Presently Kunis is perfectly content where she is. Her college applications are in (a 3.8 GPA student, she hopes to enroll at a Los Angeles-area school this fall), she stars opposite Kirsten Dunst in the new big-screen teen comedy Get Over It; and That ’70s Show—which chronicles a group of six Wisconsin friends coming of age during the disco era—has been picked up for a fifth season. Kunis also stars in the latest Aerosmith music video as the “Jaded” babe of the song’s title, an appearance that’s sure to amp up the affections of her ardent male fans. “It’s crazy,” she says. “I’ll be walking down the street and some guy will run up and ask me if I want to marry him.”
If Kunis remains unfazed by such attention (“I can’t fit a boyfriend into my schedule”), her parents are delighted by it. After all, when the family—which includes her brother Michael, 23, a biochemist—left Ukraine in January 1991, Kunis’s father, Mark, a mechanical engineer (now, at 61, an L.A. cab company executive), and mother, Elvira, a physics teacher (who manages a local drugstore) had both lost their jobs. “We never expected this to happen to our daughter,” says Elvira, 51. “The first years here were really hard to survive.”

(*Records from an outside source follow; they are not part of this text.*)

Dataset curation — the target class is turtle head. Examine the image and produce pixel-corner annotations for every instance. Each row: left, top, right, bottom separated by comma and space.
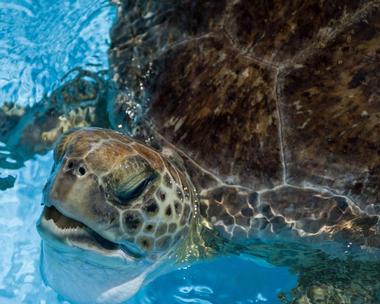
38, 128, 194, 260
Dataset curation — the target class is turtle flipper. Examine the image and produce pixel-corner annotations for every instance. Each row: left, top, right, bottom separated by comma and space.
200, 185, 380, 254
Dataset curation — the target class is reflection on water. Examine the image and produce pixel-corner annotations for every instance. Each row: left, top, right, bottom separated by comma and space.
0, 0, 116, 106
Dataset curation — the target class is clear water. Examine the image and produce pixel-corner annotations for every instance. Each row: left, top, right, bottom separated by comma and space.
0, 0, 296, 304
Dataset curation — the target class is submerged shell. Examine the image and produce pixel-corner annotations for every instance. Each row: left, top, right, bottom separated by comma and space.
111, 0, 380, 214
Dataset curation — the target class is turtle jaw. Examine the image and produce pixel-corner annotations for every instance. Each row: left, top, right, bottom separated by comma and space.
37, 206, 142, 261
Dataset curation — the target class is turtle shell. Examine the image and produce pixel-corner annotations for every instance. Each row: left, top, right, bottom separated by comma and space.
110, 0, 380, 214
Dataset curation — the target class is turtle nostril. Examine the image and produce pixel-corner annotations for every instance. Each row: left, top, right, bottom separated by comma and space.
78, 166, 86, 176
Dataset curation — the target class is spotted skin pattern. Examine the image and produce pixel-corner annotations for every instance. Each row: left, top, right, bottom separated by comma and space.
46, 128, 195, 254
200, 185, 380, 248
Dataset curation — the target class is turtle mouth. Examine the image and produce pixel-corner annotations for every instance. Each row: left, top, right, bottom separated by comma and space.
37, 206, 141, 259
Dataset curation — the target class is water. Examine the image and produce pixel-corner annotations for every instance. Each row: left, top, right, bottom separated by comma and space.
0, 0, 116, 106
0, 152, 296, 304
0, 0, 296, 303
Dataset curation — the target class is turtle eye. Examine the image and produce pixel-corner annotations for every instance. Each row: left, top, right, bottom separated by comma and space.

Especially for Kunis. “She was crying all the time because she didn’t want to go to school,” recalls Elvira. But by the fall of ’91, Kunis was speaking fluent English—”I watched a lot of television and learned a lot that way,” she says—and her parents enrolled her in a children’s acting program. “We thought it would be a great way for Mila to meet some new friends,” says her mother.

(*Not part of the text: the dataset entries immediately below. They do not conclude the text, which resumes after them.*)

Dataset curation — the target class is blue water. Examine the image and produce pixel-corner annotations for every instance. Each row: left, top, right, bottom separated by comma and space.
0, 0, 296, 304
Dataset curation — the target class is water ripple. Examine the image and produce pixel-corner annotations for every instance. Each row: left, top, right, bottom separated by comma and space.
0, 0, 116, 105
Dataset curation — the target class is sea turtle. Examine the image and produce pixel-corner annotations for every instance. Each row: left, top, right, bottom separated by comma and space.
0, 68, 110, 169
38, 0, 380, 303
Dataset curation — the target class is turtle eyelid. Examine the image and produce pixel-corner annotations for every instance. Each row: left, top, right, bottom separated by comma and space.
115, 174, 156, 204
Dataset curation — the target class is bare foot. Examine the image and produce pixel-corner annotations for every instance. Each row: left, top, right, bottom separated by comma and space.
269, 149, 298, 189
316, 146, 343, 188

It became much more than that. Almost immediately Kunis landed national commercials, including spots for Barbie and Payless shoes. She then moved into guest parts on series including Walker, Texas Ranger and in 1996 nabbed a recurring role on 7th Heaven.
A year later, at 14, the actress landed her ’70s gig after telling the show’s producers—who didn’t want to cast minors because of their restricted work hours—”a little white non-truth,” she says. “I told them I was going to be 18. But I didn’t tell them when I was going to be 18!”
Kunis is still a fast talker (“Sometimes you can’t understand what she’s saying—we’re always telling her to slow down,” says Laura Prepon, who plays the show’s redheaded tomboy Donna), not to mention a fast learner. During ’70s’ first year, Kunis says she was “nervous and uncomfortable” having her “first real kiss” in front of millions of viewers with onscreen boyfriend Ashton Kutcher, 23. But during an I Dream of jeannie fantasy sequence earlier this season, “she went all out trying to seduce me,” Kutcher says with a laugh. “She was definitely not shy anymore!”
But Kunis still has moments when she feels like an outsider—especially on days when she attends high school. (Most of the time she uses an on-set tutor.) “Kids come up with magazines and ask me to sign them,” she says. “When I’m trying to fit in, that doesn’t help.”
Fortunately, at the two-bedroom West Hollywood condominium she shares with her parents, Kunis does not worry about being “this Hollywood glamor girl”—because her family knows she’s just the opposite. “My mom always goes, ‘When you get married, your husband is going to divorce you because he won’t be able to deal with your messiness,’ ” Kunis says. “I tell her he’ll just have to hire a maid.”